Thursday, February 4, 2016

Satellites, surface temperatures up in January

The satellite temperatures for January are out now, and also the Mohyu NCEP/NCAR index. All increased, quite significantly. UAH Ver 6 beta was up by 0.09°C, to 0.54°C. RSS-MSU was up from 0.543 to 0.663°C. In both indices, Jan 2016 was the highest ever, making four such months in a row. However, the jump from Dec to Jan was rather smaller than in 1997/8. I have an eye here on the implications for the RSS "pause". February will have to be a lot warmer (0.88) to erase the pause in that month. OTOH, the January warmth, if sustained, will ensure there are only positive trends after March data.

The NCEP/NCAR index rose from 0.621 to 0.665°C. Again, very warm, but not as big a rise as might have been expected. In fact, the first half of January was very warm indeed, but then came a relatively cool period. February is starting warm again.



51 comments:

  1. I suppose this could still be a bursting EL Nino.

    ReplyDelete
  2. Hi Nick,
    Have you compared your NCEP/NCAR index to the www.karstenhaustein.com/climate website? The "relatively cool period" you mentioned in your post was, if my memory serves me correctly, predicted in their 7day forecast of global temperatures. I think someone else a couple of months ago mentioned the same thing on one of your other posts. It would be interesting to see how accurate their forecasts are compared to the Moyhu NCEP/NCAR index.
    BTW, thanks for all of your time and effort you put in to this site!

    ReplyDelete
    Replies
    1. Jared,
      I've been looking at doing that directly from the GFS/CFSR data.

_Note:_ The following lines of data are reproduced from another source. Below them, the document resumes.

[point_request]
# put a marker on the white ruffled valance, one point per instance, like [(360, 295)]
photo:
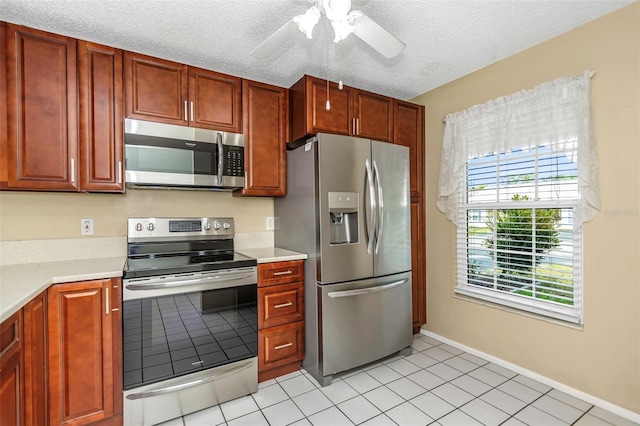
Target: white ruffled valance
[(555, 114)]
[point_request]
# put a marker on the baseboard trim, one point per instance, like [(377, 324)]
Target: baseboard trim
[(616, 409)]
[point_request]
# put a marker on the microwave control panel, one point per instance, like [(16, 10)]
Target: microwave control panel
[(234, 161)]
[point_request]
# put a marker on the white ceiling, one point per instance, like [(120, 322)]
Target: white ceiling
[(445, 39)]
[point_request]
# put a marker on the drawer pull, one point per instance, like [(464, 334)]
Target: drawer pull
[(286, 345)]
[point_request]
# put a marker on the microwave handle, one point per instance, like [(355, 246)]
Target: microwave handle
[(220, 156)]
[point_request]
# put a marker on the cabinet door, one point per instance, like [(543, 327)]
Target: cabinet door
[(3, 108), (42, 140), (35, 360), (418, 273), (373, 116), (80, 358), (155, 89), (309, 115), (266, 124), (11, 371), (215, 101), (409, 131), (101, 133)]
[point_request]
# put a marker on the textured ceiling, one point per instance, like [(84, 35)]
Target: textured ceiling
[(445, 39)]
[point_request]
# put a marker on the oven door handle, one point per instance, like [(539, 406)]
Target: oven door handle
[(187, 385), (173, 284)]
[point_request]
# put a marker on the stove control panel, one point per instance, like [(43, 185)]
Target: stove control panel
[(154, 228)]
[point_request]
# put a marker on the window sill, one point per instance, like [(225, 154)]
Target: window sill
[(512, 307)]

The main problem with Karsten's information, as at CCI, is that AFAIK you can't digitally read the global numbers - they are presented in images. I see that he does his own forecast checking.

      Delete
    2. Isn't the number below and to the left of the image the anomaly forecast? For example, Karsten's forecast for noon on february 5th says, "Anomaly Global: 0.639K". It also shows the forecast for the Antarctic and the Arctic in the center and to the far right.

      Delete
    3. Jared,
      Yes, but it is in an image. You can copy it by eye, but not download automatically. I rely on automatic download to follow this kind of data.

      Delete
    4. Now I see what you mean. Sorry!

      Delete
    5. Nick,

      By the Way, what Values does the NCEP/NCAR index account for the oceans? Is it real SST-Values or the air temperature 2m above the oceans? I cant find a good source which would explain this, i think this should be a important factor if sometimes there is a small divergence between NCEP/NCAR and observations...

      Delete
    6. Nick, I can produce a text or NetCDF file (whatever you prefer) and send you a link where you can download it if you want to do some analysis on your own with my anomalies.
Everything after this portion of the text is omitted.